Though this runs counter to the popular notion that these younger generations would rather travel than take on a mortgage, or have pets instead of kids (a notion we debunked some time ago), it’s a change in direction that’s been in the making for a while now. Millennials are already the biggest home-buying demographic four years running, and Gen Z may not be far behind. A Better Homes and Gardens Real Estate survey found that 97% of Gen Z believe that they will own a home in the future and 82% say homeownership is the most important factor in achieving the American Dream. On top of that, Millennials want their homes to be big: a recent NAHB survey shows that, likely because they’re skipping the “starter home,” people born after 1980 currently want more square footage than previous generations (almost half want at least four bedrooms) and value outdoor spaces.

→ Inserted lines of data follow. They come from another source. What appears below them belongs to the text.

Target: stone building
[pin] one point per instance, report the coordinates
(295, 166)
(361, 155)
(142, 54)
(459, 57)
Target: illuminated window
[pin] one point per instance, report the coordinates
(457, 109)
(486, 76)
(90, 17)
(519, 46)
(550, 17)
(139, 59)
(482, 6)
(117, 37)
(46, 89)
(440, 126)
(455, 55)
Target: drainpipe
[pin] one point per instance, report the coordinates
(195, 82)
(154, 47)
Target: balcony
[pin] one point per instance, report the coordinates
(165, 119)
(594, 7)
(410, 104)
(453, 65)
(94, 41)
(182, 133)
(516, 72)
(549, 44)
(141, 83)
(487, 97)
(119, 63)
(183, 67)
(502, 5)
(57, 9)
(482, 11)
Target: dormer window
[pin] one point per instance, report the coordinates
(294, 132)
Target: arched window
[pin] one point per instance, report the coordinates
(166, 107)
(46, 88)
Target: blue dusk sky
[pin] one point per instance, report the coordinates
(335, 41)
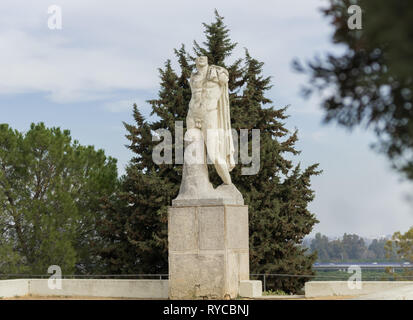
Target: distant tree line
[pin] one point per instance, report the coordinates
(350, 247)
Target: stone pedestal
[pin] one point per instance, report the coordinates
(208, 250)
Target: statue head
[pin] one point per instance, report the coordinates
(201, 61)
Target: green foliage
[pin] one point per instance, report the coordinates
(401, 246)
(50, 190)
(350, 248)
(136, 219)
(371, 83)
(274, 293)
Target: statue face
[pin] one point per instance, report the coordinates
(201, 61)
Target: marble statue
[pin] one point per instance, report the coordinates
(208, 129)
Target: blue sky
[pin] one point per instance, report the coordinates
(86, 76)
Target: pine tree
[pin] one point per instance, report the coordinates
(277, 196)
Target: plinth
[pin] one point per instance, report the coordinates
(208, 249)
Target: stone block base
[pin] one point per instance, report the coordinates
(208, 251)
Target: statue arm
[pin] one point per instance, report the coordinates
(223, 77)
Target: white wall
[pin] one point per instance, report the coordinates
(140, 289)
(12, 288)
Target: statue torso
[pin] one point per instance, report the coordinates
(206, 91)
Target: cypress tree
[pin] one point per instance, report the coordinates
(278, 195)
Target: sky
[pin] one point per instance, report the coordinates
(86, 76)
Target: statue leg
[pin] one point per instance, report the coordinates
(212, 136)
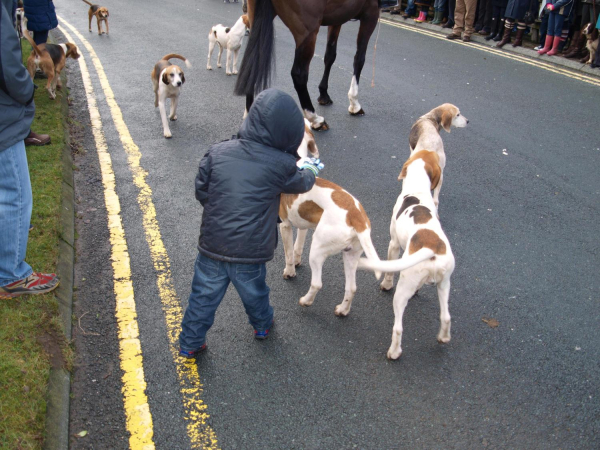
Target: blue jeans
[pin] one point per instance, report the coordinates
(15, 213)
(211, 279)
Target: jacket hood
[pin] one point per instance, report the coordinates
(274, 120)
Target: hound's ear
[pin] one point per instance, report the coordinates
(446, 120)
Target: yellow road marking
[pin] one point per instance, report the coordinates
(524, 59)
(199, 431)
(137, 411)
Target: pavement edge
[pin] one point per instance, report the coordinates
(59, 380)
(523, 51)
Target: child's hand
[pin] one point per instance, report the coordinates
(313, 164)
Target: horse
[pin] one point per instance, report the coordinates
(304, 18)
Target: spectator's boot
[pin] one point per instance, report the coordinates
(577, 43)
(506, 36)
(547, 45)
(519, 37)
(498, 36)
(493, 28)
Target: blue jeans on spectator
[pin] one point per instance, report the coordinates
(211, 279)
(16, 203)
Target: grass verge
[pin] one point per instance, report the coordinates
(31, 337)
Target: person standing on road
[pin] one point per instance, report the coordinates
(239, 184)
(16, 103)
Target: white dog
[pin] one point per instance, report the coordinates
(167, 80)
(427, 257)
(425, 135)
(229, 38)
(340, 223)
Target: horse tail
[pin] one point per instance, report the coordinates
(257, 66)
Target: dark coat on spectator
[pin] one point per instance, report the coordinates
(40, 15)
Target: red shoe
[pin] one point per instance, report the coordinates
(36, 283)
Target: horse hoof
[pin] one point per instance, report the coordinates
(322, 127)
(325, 101)
(361, 112)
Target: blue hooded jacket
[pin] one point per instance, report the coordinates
(240, 181)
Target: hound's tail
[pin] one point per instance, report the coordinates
(367, 245)
(176, 56)
(257, 66)
(396, 265)
(35, 48)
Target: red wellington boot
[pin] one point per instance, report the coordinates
(547, 45)
(555, 44)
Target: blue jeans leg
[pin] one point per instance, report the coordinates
(16, 203)
(250, 282)
(208, 289)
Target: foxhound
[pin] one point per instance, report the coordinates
(427, 257)
(425, 135)
(340, 223)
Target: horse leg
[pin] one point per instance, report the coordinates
(302, 59)
(330, 53)
(367, 25)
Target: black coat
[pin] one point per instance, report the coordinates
(240, 181)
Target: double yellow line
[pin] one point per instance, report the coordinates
(523, 59)
(138, 416)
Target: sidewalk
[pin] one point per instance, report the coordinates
(558, 61)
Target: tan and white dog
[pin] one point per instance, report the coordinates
(591, 33)
(167, 80)
(101, 14)
(229, 38)
(425, 135)
(50, 59)
(340, 223)
(427, 257)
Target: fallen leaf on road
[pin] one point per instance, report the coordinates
(492, 323)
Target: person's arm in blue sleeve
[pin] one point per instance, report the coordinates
(203, 178)
(14, 78)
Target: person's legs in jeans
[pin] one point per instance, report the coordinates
(250, 282)
(15, 213)
(208, 289)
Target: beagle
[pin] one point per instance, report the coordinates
(167, 80)
(591, 33)
(427, 257)
(101, 14)
(50, 59)
(425, 134)
(341, 226)
(229, 38)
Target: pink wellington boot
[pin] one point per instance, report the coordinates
(547, 45)
(555, 44)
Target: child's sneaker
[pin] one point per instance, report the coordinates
(36, 283)
(193, 353)
(263, 334)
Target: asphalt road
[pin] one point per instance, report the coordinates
(519, 205)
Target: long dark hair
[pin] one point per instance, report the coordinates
(257, 66)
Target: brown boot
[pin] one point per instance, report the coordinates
(37, 139)
(506, 36)
(519, 37)
(577, 43)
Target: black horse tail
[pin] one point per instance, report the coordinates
(257, 66)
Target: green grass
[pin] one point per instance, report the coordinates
(28, 322)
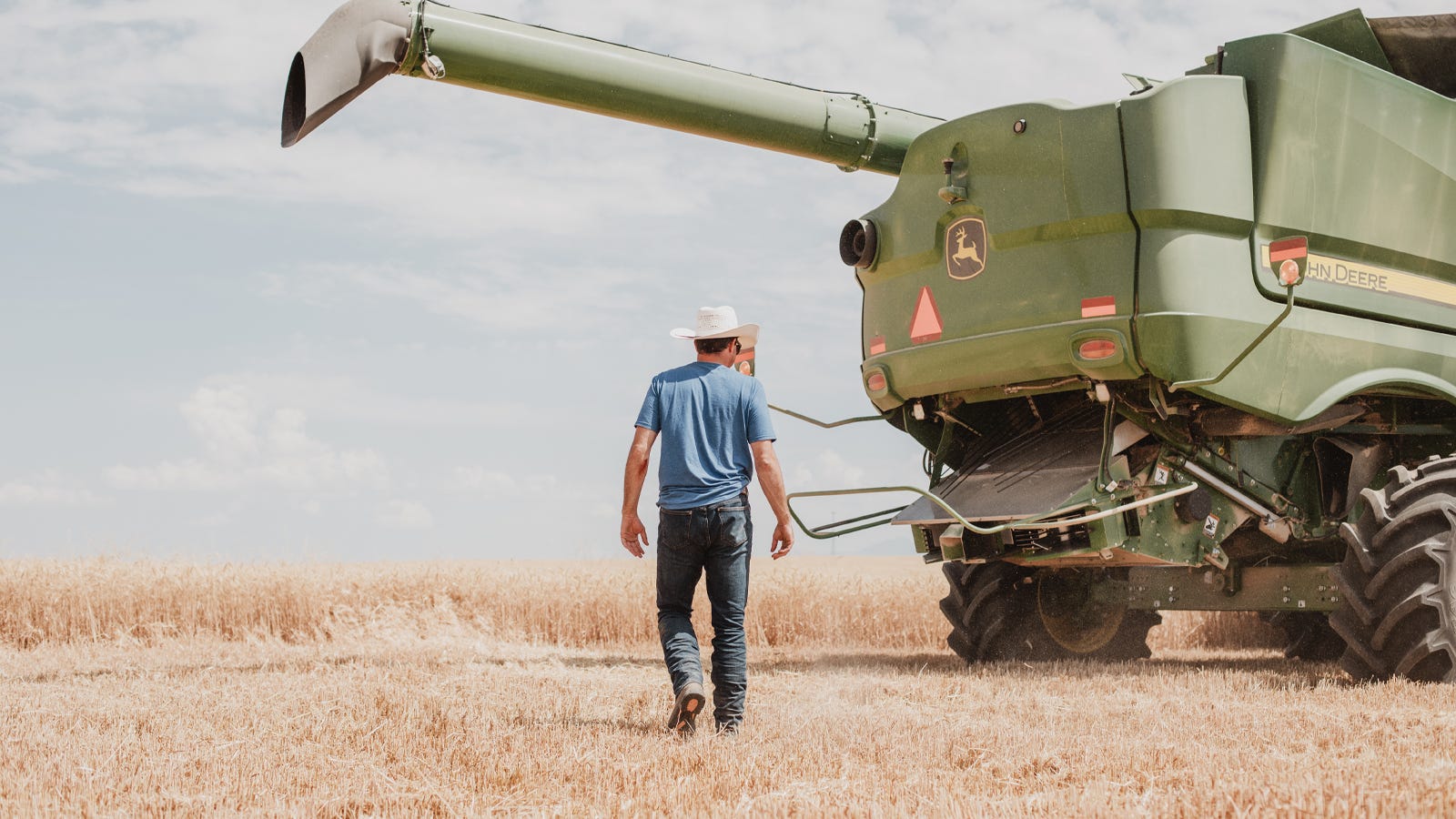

The majority of both Millennials and Gen Z also see marriage as part of their ideal life—despite years of headlines claiming that Millennials were shutting down that industry. As it turns out, however, the majority of Millennials have always wanted to get married—they’re just not in a hurry to tie the knot. Gen Z is in the same boat. Ypulse data found that only 20% of Gen Z agree with the statement “I don’t ever want to get married” (compared to 23% of Millennials) and only 32% agree that “the concept of marriage is obsolete in the modern world.”
Gen Z also considers having pets, earning a college degree, and owning a business as greater indicators of an ideal life than Millennials do, but 18-35-year-olds are (slightly) more interested in having kids and—surprisingly—living in the suburbs. Though only 25% of Millennials consider this part of their ideal life, this is a trend to watch as they age. In fact, besides “tech hubs” like Seattle and San Francisco, most urban centers have hit “peak Millennial” populations, according to Census data, as the generation looks to buy homes and start families in the ‘burbs. Whether influenced by a more affordable cost of living or a desire for a slower pace, the suburban migration is just beginning for this generation, and may eventually move up the ranking as part of their ideal life.